I have to also mention the entry level aspect of real time in my opinion. Something, that many API providers support, but also is the 101 level approach that some companies, organizations, institutions, and agencies need to be exposed to before they get overwhelmed with other approaches.

  • Webhooks - A webhook in web development is a method of augmenting or altering the behavior of a web page, or web application, with custom callbacks. These callbacks may be maintained, modified, and managed by third-party users and developers who may not necessarily be affiliated with the originating website or application.

That is the real time API landscape. Sure, there are other services, and tooling, but this is the cream on top. I’m also struggling with the overlap with event sourcing, evented architecture, messaging, and other layers of the API space that are being used to move bits and bytes around today. Technologists aren’t always the best at using precise words, or keeping things simple, and easy to understand, let alone articulate. This is one of the concerns I have with streaming API approaches, is that they are often over the heads, and beyond the needs of some API providers, and may API consumers. They have their place within certain use cases, and large organizations that have the resources, but I spend a lot of time worrying about the little guy.

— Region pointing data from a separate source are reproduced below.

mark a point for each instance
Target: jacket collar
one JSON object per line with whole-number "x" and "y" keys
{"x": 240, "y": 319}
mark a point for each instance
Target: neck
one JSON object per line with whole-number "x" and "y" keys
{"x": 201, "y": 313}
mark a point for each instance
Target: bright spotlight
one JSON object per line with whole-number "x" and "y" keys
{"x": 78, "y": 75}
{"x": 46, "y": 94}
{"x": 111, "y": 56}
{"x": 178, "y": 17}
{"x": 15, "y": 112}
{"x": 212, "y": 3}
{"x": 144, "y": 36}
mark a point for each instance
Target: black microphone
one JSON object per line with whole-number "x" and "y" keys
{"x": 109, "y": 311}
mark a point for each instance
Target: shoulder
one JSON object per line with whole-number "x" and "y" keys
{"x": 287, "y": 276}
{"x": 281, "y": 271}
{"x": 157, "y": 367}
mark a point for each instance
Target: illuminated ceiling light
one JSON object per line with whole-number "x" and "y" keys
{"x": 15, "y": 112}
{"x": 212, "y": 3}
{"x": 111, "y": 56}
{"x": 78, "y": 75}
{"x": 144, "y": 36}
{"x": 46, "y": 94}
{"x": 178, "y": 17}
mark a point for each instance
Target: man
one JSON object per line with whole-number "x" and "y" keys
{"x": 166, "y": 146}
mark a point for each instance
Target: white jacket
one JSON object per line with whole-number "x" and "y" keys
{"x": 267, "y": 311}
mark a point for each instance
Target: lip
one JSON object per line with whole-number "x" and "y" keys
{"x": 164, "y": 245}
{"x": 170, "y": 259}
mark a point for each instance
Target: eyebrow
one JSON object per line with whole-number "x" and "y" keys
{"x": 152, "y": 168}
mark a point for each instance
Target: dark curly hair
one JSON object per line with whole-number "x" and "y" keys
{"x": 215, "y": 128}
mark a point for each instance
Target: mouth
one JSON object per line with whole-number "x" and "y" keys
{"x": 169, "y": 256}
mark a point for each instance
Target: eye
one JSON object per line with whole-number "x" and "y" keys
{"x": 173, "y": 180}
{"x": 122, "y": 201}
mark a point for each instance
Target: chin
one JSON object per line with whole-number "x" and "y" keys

I think a good example of web API vs streaming API can be found in the Twitter API community. Many folks just need simple, intuitive, RESTful endpoints to get access to data, and content. While a much smaller slice of the pie will have the technology, skills, and compute capacity to do things at scale. Regardless, I see technologies like Apache Kafka being turned into plug and play, infrastructure as a service approaches, allowing anyone to quickly deploy to Heroku, and just put to work via a SaaS model. So, of course, I will still be paying attention, and trying to make sense out of all of this. I don’t know where any one it will be going, but I will keep tuning in, and telling stories about how real time, and streaming API technology is being used, or not being used.